Claude Sonnet 4.5 and the Agent SDK make agents dependable
Anthropic’s Claude Sonnet 4.5 and its new Agent SDK push long running, computer using agents from novelty to production. Learn what is truly new, what to build first, and how to run these systems safely through Q4 2025.


From splashy demos to systems you can trust
On September 29, 2025 Anthropic launched two tightly coupled releases: the Claude Sonnet 4.5 model and the Claude Agent Software Development Kit. Sonnet 4.5 is presented as Anthropic’s most capable model for coding and computer use, while the Agent SDK exposes the building blocks needed to create long running, tool using agents with explicit guardrails. In Anthropic’s words, the goal is to move from single session chat to repeatable workflows that survive audits, outages, and handoffs. For an overview of the release, see the official write up in Anthropic’s Sonnet 4.5 announcement.
If you have been waiting for a model that can keep track of complex objectives, use real tools, and run for entire shifts without constant babysitting, this release is a material step. Anthropic reports multi hour to day scale focus, which matters because real business tasks are not one prompt long. They span authentication retries, paging through dashboards, fetching files, waiting on builds, reconciling results, and returning with verified outputs. With the Agent SDK, those steps can be composed into a service you can reason about.

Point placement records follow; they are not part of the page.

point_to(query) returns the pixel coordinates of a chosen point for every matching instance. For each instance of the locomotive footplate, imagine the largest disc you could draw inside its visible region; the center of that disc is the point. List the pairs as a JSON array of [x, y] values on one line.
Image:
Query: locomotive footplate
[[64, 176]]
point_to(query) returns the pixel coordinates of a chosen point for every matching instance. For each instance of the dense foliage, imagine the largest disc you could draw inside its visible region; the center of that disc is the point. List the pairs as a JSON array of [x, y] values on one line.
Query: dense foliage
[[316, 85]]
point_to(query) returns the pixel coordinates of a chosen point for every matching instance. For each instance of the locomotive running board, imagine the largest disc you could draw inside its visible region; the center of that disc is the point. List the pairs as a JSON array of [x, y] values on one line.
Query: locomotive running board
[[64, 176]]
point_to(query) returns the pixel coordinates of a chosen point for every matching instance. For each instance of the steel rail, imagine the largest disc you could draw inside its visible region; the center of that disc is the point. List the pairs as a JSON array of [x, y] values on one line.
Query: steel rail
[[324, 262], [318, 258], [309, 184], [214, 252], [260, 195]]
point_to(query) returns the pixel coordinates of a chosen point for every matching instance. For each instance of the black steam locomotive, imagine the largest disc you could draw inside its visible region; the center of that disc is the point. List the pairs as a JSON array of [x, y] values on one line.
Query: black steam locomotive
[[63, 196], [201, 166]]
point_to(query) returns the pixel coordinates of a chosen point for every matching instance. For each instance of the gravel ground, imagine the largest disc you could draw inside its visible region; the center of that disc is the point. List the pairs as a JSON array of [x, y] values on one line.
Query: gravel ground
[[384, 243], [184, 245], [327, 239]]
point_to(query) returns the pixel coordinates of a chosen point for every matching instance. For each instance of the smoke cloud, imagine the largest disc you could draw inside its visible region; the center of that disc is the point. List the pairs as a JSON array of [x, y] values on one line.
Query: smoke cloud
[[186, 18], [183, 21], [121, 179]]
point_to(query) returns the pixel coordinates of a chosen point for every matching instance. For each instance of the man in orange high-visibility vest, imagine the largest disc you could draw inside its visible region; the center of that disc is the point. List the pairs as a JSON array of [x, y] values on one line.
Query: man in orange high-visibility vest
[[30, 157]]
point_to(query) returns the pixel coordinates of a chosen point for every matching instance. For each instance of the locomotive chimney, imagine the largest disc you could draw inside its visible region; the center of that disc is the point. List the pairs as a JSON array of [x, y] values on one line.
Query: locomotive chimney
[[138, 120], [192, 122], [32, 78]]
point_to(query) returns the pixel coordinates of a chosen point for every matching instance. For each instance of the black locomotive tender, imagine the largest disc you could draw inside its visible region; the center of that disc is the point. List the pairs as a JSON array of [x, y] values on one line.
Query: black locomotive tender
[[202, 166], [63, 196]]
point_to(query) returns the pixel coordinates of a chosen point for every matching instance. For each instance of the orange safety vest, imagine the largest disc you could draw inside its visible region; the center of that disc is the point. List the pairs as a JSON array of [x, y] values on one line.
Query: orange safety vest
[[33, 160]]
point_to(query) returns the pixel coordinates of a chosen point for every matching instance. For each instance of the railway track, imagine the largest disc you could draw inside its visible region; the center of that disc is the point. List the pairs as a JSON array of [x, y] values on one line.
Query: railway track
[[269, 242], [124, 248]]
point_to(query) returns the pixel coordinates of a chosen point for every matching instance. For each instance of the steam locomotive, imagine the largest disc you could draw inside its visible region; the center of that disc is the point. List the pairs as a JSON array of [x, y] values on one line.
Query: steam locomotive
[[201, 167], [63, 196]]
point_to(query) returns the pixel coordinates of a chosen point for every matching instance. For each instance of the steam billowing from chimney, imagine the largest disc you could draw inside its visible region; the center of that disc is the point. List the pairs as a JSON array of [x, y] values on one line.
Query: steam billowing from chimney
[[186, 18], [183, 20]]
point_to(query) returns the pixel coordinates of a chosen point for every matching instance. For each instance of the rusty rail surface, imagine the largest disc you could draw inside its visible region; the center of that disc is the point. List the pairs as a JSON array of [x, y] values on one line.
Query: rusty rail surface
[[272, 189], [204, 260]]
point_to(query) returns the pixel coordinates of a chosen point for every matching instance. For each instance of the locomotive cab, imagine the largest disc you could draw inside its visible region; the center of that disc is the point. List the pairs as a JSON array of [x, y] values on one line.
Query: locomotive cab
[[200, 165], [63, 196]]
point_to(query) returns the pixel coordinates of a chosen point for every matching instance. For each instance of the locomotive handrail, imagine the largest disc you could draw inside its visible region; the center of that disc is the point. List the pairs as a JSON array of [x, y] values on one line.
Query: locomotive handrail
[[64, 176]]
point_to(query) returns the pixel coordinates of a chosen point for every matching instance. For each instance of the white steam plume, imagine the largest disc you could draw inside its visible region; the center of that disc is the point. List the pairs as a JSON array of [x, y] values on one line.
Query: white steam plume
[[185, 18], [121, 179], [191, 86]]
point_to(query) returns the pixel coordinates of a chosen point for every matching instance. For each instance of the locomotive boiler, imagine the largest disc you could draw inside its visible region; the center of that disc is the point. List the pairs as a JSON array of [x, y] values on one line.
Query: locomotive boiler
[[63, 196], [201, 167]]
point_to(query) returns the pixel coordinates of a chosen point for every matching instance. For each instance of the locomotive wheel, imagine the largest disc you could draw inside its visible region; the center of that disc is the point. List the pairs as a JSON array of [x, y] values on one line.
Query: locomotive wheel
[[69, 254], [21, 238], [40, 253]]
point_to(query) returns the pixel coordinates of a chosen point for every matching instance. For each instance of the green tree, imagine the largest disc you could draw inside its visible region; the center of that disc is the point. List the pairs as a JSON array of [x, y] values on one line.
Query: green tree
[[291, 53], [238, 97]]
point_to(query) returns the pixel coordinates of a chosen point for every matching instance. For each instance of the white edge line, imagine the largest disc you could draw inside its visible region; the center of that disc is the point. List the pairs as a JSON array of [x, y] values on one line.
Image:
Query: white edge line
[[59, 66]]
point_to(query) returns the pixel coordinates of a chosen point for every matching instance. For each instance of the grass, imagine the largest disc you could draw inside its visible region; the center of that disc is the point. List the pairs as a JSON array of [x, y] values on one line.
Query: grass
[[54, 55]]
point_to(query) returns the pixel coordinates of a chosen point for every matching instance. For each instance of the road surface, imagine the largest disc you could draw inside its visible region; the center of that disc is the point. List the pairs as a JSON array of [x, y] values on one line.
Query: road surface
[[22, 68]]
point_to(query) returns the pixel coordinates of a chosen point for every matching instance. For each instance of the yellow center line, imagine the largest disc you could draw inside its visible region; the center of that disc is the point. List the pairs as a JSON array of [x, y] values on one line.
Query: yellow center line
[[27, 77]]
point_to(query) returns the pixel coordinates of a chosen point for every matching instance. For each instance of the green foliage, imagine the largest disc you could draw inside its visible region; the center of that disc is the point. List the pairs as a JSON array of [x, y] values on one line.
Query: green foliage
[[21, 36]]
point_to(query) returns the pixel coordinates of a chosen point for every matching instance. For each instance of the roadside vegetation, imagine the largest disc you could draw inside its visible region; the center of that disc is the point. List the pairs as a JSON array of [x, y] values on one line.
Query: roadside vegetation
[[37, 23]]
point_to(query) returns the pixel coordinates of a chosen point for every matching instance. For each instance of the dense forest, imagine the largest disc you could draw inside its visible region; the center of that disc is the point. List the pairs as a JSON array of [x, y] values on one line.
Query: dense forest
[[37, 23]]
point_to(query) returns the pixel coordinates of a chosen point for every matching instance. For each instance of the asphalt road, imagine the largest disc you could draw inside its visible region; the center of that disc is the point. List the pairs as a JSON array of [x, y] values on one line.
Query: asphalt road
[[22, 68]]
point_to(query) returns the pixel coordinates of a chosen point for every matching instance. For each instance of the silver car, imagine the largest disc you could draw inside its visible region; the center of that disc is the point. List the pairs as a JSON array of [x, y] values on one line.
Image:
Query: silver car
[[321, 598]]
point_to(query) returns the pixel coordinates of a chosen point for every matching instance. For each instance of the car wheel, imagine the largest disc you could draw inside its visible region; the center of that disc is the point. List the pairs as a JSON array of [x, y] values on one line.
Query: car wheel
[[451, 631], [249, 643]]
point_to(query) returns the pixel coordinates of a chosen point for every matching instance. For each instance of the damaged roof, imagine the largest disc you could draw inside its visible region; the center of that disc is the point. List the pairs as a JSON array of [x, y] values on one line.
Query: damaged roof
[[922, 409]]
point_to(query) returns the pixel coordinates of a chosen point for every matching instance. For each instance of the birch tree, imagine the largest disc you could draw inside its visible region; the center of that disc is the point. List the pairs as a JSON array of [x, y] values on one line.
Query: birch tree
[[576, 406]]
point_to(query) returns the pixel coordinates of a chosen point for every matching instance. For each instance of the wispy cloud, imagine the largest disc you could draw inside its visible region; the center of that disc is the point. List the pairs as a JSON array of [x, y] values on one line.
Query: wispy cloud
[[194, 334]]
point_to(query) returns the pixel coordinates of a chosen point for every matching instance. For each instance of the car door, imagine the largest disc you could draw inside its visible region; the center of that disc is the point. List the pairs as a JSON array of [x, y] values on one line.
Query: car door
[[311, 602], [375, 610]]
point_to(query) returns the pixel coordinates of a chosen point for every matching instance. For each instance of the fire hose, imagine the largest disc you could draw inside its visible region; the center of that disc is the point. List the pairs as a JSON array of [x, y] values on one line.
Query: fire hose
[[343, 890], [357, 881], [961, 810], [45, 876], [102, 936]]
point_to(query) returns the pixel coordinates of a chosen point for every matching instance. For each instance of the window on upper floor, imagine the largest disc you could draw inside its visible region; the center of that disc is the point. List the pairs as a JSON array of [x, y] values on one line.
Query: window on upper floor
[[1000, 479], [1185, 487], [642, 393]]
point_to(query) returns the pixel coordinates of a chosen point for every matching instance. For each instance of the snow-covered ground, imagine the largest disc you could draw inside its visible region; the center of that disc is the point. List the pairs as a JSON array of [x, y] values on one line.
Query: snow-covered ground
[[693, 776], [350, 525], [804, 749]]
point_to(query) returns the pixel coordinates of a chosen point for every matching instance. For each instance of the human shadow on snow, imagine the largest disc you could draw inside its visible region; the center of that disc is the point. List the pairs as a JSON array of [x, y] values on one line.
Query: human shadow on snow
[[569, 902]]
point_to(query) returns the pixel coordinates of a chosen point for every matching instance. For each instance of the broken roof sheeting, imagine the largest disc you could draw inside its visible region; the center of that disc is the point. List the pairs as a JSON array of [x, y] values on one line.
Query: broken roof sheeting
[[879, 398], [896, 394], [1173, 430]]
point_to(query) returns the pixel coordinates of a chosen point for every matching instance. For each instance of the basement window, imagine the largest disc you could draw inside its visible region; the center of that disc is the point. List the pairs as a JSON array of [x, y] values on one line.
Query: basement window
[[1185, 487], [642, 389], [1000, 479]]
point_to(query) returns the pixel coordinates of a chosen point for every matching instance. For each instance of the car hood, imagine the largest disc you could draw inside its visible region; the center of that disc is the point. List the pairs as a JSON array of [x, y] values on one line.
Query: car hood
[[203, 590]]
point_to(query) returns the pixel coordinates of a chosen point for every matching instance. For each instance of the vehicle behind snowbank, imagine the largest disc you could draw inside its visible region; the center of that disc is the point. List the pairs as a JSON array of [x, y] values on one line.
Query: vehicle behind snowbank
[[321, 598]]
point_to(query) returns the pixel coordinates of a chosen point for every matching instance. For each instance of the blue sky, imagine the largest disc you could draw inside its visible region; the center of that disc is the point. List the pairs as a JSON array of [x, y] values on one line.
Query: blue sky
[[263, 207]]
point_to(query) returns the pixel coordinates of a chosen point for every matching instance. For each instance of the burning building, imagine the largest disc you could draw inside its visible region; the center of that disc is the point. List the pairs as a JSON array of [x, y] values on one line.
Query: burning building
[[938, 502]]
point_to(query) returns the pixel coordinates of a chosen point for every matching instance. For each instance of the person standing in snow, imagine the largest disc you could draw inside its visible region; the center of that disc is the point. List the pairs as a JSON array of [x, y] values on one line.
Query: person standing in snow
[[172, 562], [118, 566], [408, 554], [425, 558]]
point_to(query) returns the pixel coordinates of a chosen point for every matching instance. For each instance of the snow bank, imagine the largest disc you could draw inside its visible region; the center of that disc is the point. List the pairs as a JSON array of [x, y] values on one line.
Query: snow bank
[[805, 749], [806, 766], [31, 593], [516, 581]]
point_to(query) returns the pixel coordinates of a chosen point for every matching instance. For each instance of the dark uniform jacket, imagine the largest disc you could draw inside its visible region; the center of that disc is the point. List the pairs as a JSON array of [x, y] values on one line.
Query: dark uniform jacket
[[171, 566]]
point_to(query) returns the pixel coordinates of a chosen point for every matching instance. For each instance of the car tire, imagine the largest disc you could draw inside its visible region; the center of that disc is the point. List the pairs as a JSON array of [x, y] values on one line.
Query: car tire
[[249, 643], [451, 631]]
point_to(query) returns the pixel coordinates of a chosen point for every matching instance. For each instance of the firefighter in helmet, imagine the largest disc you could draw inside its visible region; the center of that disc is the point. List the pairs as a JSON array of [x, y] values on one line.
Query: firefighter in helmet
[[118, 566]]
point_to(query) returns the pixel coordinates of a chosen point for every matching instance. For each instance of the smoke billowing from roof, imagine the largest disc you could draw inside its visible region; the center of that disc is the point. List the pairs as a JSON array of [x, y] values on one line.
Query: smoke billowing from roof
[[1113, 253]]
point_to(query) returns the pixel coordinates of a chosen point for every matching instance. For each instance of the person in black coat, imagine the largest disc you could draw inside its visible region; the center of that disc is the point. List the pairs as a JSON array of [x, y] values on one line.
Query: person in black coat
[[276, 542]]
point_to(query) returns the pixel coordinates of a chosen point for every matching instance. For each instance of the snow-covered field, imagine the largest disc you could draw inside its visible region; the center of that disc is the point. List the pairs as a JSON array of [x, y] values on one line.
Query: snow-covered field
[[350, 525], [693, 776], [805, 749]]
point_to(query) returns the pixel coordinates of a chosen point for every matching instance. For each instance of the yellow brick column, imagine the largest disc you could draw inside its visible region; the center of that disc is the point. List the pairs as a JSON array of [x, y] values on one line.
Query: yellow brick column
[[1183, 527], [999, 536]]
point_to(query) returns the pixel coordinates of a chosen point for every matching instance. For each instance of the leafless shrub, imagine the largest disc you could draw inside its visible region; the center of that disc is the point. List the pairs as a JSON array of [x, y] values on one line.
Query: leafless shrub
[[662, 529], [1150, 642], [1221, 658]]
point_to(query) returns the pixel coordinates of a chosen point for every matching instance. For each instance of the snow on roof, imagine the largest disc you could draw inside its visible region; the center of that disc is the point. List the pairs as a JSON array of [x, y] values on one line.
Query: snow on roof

What is actually new in this release
Here is what moves this beyond a shinier chatbot.
-
Memory that lasts and can be managed. The platform introduces purpose built memory tools and context editing so an agent can retain relevant state without dragging around everything it has ever seen. For enterprise teams, the difference is night and day. You can scope what persists, clear it when policies require, and reason about how memory affects action choice.
-
Permissions you can reason about. The Agent SDK supports explicit permission strategies with allow lists, block lists, and a permission mode that decides whether tools require human approval. That makes it feasible to roll out a powerful Bash tool in a read only mode first, then graduate to write access once guardrails and reviews are in place. Implementation details are covered in the Agent SDK documentation.
-
Subagents for specialization and parallelism. Instead of a single, overloaded assistant, you can define dedicated subagents with their own prompts, tools, and context windows. The orchestration layer routes work to them, which keeps the main agent focused while specialists handle security scanning, test running, or browser automation in parallel.
-
Better tool use and computer control. Anthropic expanded its execution capabilities from a Python sandbox to Bash with file creation and direct manipulation, plus first party support for creating documents and spreadsheets from a conversation. Reliable agents must touch real artifacts and operating environments, not just propose them.
-
Stronger alignment and a clearer safety envelope. Sonnet 4.5 ships with AI Safety Level 3 protections and classifier based filters for high risk content. For regulated teams, the presence of an explicit safety level and documented filters is not a marketing note. It is what you show to risk officers when you ask for approval to move from pilot to production. The announcement also highlights stronger results on coding and computer use evaluations.
Under the hood, benchmarks will not perfectly match your stack, yet they are a directional signal that the model navigates live systems more reliably than its predecessors. The real test remains your own scenarios.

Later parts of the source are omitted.